So we have bought a heavy oil pipeline. No Canadian analogy comes to mind, so I’ll go with the Brooklyn Bridge, or those fantastic real estate deals on Florida waterfront. With this purchase, our Federal Government has emphatically stated that petroleum trumps everything. Or, in the words of Alberta’s premier, petroleum is Canada’s lifeblood.
How wrong is this purchase of the Kinder Morgan pipeline? Let me count the ways. My tax money is being used to facilitate shipping unrefined bitumen to China, the biggest carbon dioxide emitter on the entire planet. We steadfastly refuse to build our own refineries, thus maintaining our traditional Canadian status as hewers of wood and drawers of water. As exporters of first beaver pelts, then raw logs and now, unrefined bitumen. We refused Energy East, thus eliminating the opportunity for Alberta petroleum to replace the imported petroleum that eastern Canada currently consumes. I could go on to describe the horrendous spill risks in the busy and constricted waterways of the BC coast, or the illusory job numbers, the trampling of indigenous land rights, the terrible economics of the purchase, the toxic nature of the diluents used to move bitumen, but I desist, since I feel a nosebleed coming on.
Petroleum use in all its forms, including its bastard spawn plastic, constitutes an addiction. The symbol of drug addiction is the discarded needle in the alley; the symbol of petroleum addiction is the tricked-out Ford F-350 truck with a driver, no passengers and no payload, on the daily commute to work. Psychologists agree that moderating an addiction is nearly impossible; you either go full on, or go cold turkey. So we are faced with a profound problem; not only are we citizens and governments unconcerned about our addiction, the cold turkey option is impossible.
It strikes me, and I have no proof of this, that the Canadian public is less concerned about carbon emissions and climate change than we were five years ago. The general public support—or at least resignation—in regards to this purchase is perhaps a symptom. If I am right about this erosion of climate change concern, then that is a much bigger issue than the pipeline. Is it defeat? That anthropogenic carbon-driven climate change is inevitable, and we can’t do anything about it? Is it denial: climate change is fake news? Is there some perverted religious basis: we are mandated to exploit the earth, and a better world awaits us? Or is it simply a form of social exhaustion: there are too many things to worry about, so let’s fire up the F-350 and go get burgers at the drive-through?

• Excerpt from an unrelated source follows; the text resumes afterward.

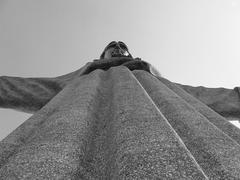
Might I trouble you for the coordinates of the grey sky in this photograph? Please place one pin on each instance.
(189, 42)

A mea culpa here: I am guilty as the rest of us. This was brought home to me a few years ago, when I drove from the Okanagan to Vancouver to attend a climate change event. I was halfway there when I realized a huge irony: I was driving a Ford Explorer to a climate change conference. But then I was able to rationalize the irony away by pointing out (to myself) that said Ford Explorer was sixteen years old, and the carbon costs of destroying it and getting me into a new vehicle would be astronomical. And so on. I’m sure lemmings have similar rationales.
Lately I’ve had occasion to research the whaling era (roughly 1845 to 1895), an eerie forerunner of our current petroleum era. Whale oil was the predecessor to petroleum, used for lighting and a host of other applications. The whaling industry was rapacious, totally unregulated, and had devastating ecological consequences. One out of three harpooned whales was never recovered, and sank dead to the bottom. The ocean of the whaling era was the equivalent of today’s atmosphere; nobody cared what happened to it. And the avarice of the whalers was more than matched by the demand for their product.
As a kid growing up in the Fifties, I remember the advertising slogan, “better living through chemistry.” My wife remembers the first mass-market plastic container, Prell shampoo, guaranteed not to break if you dropped it in the shower. That postwar era set the stage for how we live today: disposables, commuting, suburbs, plastic everywhere, eight-lane highways, and the total dominance of the private automobile. I am reminded of the pundit who said we drive cartoon cars, and live in cartoon cities.
Now that we Canadians have been forced to bend over and accept the thrust of this pipeline, a rational and logical response is to demand a comprehensive, revenue-neutral carbon tax, and hope that market forces will help us moderate our petroleum addiction.